In closing, Mr. Chairman, I reiterate the singular importance of American leadership in fighting anti-Semitism, in building strong and pluralistic post-communist societies, and in transmitting our values to a new generation of Europeans – even as the identity and boundaries of “Europe” are undergoing a fundamental transformation. While other governments are also sponsoring educational, training and awareness programs, history continuously confirms that U.S.-funded programs show the way and set the tone for other international efforts and local initiatives, be it creating citizens’ groups, running seminars and exchanges, providing a safety net for unfiltered broadcasting, or crystallizing the region-wide consensus to fight anti-Semitism. 
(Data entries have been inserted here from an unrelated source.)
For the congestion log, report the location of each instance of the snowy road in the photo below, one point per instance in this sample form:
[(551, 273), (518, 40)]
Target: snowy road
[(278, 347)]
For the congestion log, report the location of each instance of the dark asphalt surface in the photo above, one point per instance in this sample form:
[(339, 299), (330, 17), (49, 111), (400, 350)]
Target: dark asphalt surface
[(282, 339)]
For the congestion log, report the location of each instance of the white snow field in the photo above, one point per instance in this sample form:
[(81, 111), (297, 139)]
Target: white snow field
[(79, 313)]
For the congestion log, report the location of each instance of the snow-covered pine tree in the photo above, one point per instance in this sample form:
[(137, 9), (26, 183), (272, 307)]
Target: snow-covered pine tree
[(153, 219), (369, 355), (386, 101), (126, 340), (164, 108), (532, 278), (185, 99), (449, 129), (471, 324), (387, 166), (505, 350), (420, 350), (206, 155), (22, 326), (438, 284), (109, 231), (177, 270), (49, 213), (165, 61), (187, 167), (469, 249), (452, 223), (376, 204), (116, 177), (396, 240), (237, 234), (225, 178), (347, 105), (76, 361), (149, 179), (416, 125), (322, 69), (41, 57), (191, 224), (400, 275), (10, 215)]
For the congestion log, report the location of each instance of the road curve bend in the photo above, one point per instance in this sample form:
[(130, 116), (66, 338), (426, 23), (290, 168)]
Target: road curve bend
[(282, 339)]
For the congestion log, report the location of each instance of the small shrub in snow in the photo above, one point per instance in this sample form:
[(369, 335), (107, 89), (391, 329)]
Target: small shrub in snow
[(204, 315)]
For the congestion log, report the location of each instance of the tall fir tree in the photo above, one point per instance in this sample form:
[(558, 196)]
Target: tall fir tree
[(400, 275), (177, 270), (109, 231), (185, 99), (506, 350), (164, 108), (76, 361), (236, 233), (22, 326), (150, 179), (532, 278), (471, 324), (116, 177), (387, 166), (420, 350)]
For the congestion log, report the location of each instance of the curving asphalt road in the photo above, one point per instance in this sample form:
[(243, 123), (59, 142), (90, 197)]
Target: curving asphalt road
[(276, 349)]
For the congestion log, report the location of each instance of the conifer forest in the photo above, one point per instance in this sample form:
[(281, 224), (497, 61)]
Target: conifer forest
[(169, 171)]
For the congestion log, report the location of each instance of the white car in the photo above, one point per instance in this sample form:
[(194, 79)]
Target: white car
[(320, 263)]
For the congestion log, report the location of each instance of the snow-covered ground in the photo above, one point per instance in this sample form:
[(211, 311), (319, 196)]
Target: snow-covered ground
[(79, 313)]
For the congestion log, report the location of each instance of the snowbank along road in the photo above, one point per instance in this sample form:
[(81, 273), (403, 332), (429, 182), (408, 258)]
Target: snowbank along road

The new bill being sponsored by Senator Voinovich, mandating the State Department to issue a global country-by-country assessment of anti-Semitism, will likewise kindle a willingness by other governments to issue their own reports on anti-Semitism. By reporting on both the status of anti-Semitism and government responses to it, it will hold accountable those governments failing to take appropriate measures and recognize those moving forward. This is the formula that has allowed our country to lead the world toward effective enforcement of human rights standards and respect for religious freedom. Thank you for your passionate promotion of this proven strategy, in which my colleagues and I are proud to play a part.